America’s federated Jewish charities are stumbling into dangerous territory, risking their own mission and the health of the broader Jewish community, as they consider a plan to revamp their funding of international Jewish needs.

The new plan supposedly broadens the reach of the federated charity system and boosts its appeal to donors by allowing more Israeli causes to receive its funding. Unfortunately, the plan is more likely to damage ties between the American Jewish community and Israel, and gravely impair the ability of American Jews to act in unison in the face of threats.

Under the current system, local Jewish community federations around the United States and Canada set aside a share of annual fundraising revenues for overseas needs. The money is sent to a central coordinating agency in New York, United Jewish Communities, which forwards it to two giant organizations: the Jewish Agency for Israel, which operates in the Jewish state, and the American Jewish Joint Distribution Committee, which operates all around the world. The new plan, if approved, would let local federations choose, in consultation with the central agency, to divide their overseas funding among a variety of large and small nonprofits.

Leaders of the federations and UJC present the change as little more than a technicality, but that’s not the whole story. The Jewish Agency and the Joint are a big part of the reason the federated system exists as an effective network of institutions. Cutting them loose is, symbolically and practically, a step toward dissolving the glue that makes American Jewry a national community.

Local federations were formed in the 1890s to cope with the tide of Jewish refugees fleeing Russia. The Joint was created during World War I to speed relief to desperate Jews in war-torn Europe. The Jewish Agency was originally the Jerusalem operations arm of Theodor Herzl’s World Zionist Organization, engaged in building a Jewish state. They joined forces in 1938 to form the United Jewish Appeal, which evolved into the best-known symbol of American Jewish unity.

Within the UJA, the Jewish Agency was the dominant partner, due to the urgency of building Israel. Essentially an offshoot of the Israeli government, it was designated in Israeli law as the formal liaison between Israel and the Diaspora. It set the tone in UJA fundraising and got the lion’s share of revenues.

As its financial and emotional power grew, the UJA-federation network expanded beyond its original fundraising role. It became the arbiter of community priorities, allocating funds for education and culture, brokering cooperation among competing policy and defense organizations and even religious movements.

The partnership began to fray in the 1980s. In response to American calls for reform, the Jewish Agency cut its staff by 90% and replaced old programs with new ones.

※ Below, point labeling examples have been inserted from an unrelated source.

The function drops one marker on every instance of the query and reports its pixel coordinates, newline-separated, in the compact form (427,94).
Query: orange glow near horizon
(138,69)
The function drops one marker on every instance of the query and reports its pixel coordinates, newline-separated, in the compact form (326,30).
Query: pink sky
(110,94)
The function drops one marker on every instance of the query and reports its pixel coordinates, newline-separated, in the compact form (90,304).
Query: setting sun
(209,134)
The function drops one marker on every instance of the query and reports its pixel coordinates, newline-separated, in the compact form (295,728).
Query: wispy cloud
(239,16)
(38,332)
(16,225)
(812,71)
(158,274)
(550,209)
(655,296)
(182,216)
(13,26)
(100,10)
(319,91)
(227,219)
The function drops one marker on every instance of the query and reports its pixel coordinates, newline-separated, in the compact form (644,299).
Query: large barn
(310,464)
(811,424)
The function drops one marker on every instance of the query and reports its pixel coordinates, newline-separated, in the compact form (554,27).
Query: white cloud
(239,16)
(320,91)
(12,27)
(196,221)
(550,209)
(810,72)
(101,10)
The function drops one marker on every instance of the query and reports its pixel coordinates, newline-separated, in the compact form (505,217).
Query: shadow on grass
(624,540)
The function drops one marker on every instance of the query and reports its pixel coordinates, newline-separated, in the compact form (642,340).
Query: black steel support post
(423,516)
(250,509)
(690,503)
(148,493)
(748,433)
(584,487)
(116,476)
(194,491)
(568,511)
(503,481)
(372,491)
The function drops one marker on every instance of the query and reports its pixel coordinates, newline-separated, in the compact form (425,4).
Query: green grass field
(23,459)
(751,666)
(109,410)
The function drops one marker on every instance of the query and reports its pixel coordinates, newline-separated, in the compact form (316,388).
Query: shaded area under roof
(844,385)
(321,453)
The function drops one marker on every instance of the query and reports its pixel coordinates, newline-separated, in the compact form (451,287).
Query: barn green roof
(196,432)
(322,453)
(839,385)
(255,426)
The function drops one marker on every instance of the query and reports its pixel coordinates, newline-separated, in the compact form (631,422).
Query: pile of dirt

But the good news never filtered down to most American Jews.

Today’s Jewish donors don’t share their parents’ taste for big institutions to tackle great challenges. Earlier generations saw a gift to the United Jewish Appeal as a sort of tax owed to the Jewish people. Today’s adults feel less sense of obligation to a global Jewish people — and far less love of taxes.

Some say the fate of the Jewish Agency doesn’t matter, that the great Jewish dramas of the 20th century are over. That’s shortsighted. There’s still a need for collective institutions to carry out the Jewish community’s will at the international level no less than at the national and local levels. There’s also a need for accountable institutions to conduct the business of Israel-Diaspora relations, so the task isn’t left to billionaires meeting in back rooms. If the Jewish Agency isn’t doing its job, it must be fixed — not abandoned.